‘We are making changes, we are moving forward,’ says team member
What better way to spread the idea of culture change than to hold an education day where people share experiences and ask questions about what it means to aspire to offer “flexible living,” “flexible dining,” and a range of “meaningful and shared activities” for residents and team members?
These are the aspirations the Village of Wentworth Heights has placed high priority on in terms of enhancing the lives of residents, and an “aspiration education day” held in late August drew the attention of 45 team members, who gathered to learn how they fit into the changing culture of aging.
The concept of culture change can be daunting upon first consideration, but as recreation support coordinator Kristel Bulthuis says, the education day led by food services director Kristie Wiedenfeld and the village advisory team is a great example of how the concept grows more accessible through conversation and idea sharing.
“It was a great way for team members to see we are making changes, we are moving forward,” Kristel says.
“Sometimes we like to see big, obvious changes and then we feel discouraged when we don’t see those big changes, but when we see all sorts of little changes, then it becomes a little easier to see we are moving forward.”
It takes time for the understanding to spread, she adds, but it is happening. Team members can be seen along village streets in blue T-shirts with the aspirations written on them, which encourage people to ask questions about how these statements inform the village’s future direction.

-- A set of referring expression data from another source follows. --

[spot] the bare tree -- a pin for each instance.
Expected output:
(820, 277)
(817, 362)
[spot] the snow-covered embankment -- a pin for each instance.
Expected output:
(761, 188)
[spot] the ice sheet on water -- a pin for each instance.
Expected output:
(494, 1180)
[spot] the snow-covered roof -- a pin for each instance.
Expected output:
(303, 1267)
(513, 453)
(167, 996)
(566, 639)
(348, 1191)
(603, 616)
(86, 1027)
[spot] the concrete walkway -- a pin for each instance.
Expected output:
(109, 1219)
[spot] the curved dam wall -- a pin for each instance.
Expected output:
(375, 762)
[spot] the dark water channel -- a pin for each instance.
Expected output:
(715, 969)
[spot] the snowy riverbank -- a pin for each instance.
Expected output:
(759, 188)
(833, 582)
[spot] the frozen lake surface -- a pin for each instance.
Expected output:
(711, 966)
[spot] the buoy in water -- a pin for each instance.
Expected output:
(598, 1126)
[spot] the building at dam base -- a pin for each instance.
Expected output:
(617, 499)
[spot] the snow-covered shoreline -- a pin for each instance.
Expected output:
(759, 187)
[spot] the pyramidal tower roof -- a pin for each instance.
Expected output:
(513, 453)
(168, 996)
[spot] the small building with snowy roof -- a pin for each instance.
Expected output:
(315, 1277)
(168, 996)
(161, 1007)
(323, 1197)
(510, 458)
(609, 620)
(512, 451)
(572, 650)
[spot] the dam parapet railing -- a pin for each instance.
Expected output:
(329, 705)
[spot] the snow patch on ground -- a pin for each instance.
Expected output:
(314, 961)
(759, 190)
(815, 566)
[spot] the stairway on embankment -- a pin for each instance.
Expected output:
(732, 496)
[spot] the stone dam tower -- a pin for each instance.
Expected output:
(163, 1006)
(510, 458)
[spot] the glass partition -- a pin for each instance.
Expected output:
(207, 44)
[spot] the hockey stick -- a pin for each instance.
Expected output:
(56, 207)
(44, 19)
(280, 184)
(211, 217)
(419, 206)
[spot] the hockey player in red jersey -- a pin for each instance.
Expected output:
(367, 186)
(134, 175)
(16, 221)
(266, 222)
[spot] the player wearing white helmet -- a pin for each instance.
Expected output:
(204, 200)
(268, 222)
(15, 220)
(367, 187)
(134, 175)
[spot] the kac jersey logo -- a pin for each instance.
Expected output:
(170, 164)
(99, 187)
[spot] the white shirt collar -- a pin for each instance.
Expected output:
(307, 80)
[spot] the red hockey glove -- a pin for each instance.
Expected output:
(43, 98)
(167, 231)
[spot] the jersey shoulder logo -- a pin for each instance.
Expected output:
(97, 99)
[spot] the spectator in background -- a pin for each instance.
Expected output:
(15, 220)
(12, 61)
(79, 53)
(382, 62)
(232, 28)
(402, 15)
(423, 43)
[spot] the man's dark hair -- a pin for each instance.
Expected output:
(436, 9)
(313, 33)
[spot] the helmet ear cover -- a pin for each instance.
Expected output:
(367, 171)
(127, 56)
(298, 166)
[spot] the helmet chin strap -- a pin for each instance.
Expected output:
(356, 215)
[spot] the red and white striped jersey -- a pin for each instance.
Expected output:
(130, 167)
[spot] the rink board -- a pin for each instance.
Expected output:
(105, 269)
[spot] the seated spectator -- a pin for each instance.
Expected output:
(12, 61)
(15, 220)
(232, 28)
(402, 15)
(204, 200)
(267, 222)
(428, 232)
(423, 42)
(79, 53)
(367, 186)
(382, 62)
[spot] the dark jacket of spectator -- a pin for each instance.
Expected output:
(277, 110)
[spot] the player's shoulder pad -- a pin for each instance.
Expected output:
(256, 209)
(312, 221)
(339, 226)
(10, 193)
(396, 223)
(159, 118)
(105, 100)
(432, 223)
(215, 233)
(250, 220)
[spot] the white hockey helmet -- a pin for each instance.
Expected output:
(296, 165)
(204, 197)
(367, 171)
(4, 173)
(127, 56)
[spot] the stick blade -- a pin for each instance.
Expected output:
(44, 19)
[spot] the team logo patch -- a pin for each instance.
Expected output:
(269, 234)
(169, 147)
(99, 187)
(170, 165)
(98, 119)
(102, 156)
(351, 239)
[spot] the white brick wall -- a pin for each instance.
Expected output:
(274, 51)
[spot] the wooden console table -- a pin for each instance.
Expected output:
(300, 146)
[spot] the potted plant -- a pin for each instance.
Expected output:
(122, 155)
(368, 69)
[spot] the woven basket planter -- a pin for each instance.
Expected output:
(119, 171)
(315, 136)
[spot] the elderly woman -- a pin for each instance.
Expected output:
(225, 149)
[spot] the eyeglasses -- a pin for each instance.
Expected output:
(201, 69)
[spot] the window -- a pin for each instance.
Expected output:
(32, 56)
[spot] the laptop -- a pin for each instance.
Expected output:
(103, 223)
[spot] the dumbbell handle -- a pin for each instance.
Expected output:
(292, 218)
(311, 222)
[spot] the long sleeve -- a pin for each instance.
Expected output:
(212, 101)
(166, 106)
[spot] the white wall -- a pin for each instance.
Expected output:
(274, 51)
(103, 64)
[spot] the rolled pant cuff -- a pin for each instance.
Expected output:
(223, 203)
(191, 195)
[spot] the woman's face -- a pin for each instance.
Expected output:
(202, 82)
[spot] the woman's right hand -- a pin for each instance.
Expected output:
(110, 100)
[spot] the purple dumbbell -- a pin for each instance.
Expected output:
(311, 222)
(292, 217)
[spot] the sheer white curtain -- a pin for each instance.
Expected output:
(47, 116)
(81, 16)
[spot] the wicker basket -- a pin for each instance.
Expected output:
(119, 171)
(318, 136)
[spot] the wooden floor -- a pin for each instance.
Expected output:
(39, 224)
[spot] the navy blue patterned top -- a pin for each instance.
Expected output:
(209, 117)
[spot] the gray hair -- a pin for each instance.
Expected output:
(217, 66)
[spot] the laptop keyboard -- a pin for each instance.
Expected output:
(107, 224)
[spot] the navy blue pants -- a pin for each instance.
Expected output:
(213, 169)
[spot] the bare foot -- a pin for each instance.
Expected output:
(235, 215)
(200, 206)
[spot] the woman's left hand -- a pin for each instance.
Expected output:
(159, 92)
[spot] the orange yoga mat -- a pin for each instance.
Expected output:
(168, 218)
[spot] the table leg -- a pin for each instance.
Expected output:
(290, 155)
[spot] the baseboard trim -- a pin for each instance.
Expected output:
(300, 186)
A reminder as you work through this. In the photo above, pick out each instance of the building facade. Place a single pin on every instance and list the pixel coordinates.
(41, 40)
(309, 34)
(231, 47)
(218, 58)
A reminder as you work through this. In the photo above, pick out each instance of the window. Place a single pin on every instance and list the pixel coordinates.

A conversation café hosted by team members from the Village of Erin Meadows was also held in late August, giving people even more opportunity to discuss how a range of aspirations in each of the villages are creating a new sense of resident empowerment.
“There are all sorts of ideas out there that we should be tapping into more,” Kristel says, but with these conversations happening more often, ideas are spreading and it becomes easier to see which ones can have the greatest impact.
Taking the time to acknowledge team members in all village areas as they contribute to progress — sometimes without even knowing it — is also extremely important, she adds, and her pride is clear when she says progress is happening every day.